R-25-27 has been in the works since the end of February and is one of the most extensively researched bills to come out of the senate in recent weeks. The bill calls for a “sustainability credit” requirement for undergraduate students, which would expand upon the current “Areas of Knowledge” categories for general education credits including Natural World (NW), Individuals & Societies (I&S) and Diversity (DIV).

The bill even suggests making sustainability courses compatible with existing Areas of Knowledge credits to avoid increasing the total number of credits required for graduation.

The process of creating this system, the bill says, would hardly disrupt the UW’s current framework for distributing credit requirements; on the contrary, the bill argues that a sustainability credit would make coursework more consistent with the UW’s educational values.

The theme of sustainability permeates nearly all of the university’s policies and mission statements –– from its annual strategic action plans to an entire website devoted to keeping track of campus sustainability initiatives. Furthermore, the website’s sustainability timeline reveals a history of environmental education at the university going back to the 1890s.

Today, sustainability continues to have a ubiquitous presence at the UW. For one, there are at least 40 active environmental RSOs on campus. As for coursework, the bill claims that the UW has offered 961 “sustainability courses” and 2,338 courses that “include sustainability” over the last three years, and that over half of the total 448 academic departments on campus offer sustainability courses.

Based on these statistics, R-25-27’s sponsors believe that the UW already has more than enough resources to establish a sustainability credit requirement.

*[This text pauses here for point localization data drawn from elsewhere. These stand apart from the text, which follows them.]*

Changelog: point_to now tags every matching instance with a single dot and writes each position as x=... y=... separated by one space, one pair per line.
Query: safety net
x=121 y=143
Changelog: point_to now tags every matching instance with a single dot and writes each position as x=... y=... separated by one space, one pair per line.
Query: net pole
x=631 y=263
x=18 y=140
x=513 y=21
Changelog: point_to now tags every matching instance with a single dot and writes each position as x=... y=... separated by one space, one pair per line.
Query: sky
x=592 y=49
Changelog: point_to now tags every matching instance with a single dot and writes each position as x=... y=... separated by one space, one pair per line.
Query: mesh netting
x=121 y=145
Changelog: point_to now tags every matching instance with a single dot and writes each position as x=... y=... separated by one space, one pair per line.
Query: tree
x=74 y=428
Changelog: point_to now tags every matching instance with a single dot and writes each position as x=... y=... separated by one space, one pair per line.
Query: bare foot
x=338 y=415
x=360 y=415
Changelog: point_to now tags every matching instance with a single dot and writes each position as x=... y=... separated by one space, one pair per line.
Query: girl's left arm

Additionally, a sustainability credit wouldn’t just make the UW’s academic programs internally consistent with the university’s goals, but also strengthen the university’s position as a leader in sustainability among higher education institutions worldwide.

The UW ranks fifth on a list of the greenest universities in North America, according to the Association for The Advancement of Sustainability in Higher Education. The university’s sustainability efforts also rank in the top 10% of universities internationally. The bill also notes that many of the UW’s peer institutions have already adopted sustainability requirements, which means that having a sustainability credit is not without precedent.

During the senate’s debate on R-25-27, although virtually all senators supported the bill on an ideological level, some raised practical concerns with its implementation. One senator in particular questioned how it would affect coursework related to students’ majors and whether the bill would add to the core credits they must satisfy to graduate.

A sponsor for the bill admitted that there is “no clear answer” as to the extent to which students’ major requirements will be affected. While she expressed hope that students’ previously-satisfied credits could count toward their ongoing progress for the sustainability requirement, she conceded that it “won’t work out perfectly for everyone.”

Regardless, the bill received enough support within the senate for it to pass 56-6, a culmination of nearly two months of effort spent developing it.

However, the passage of R-25-27 is still an early step in the sponsors’ sustainability agenda. According to Jacob Slater, the chair of the senate’s committee on resolution follow-up, subsequent senate meetings will address future plans and potential legislation to supplement the objectives laid out by this bill. Slater later said the bill’s sponsors are working to establish an RSO based on their goals to expand sustainability education for undergraduates.

The ASUW Student Senate meets every Tuesday from 5 to 7 p.m. in Guggenheim 220.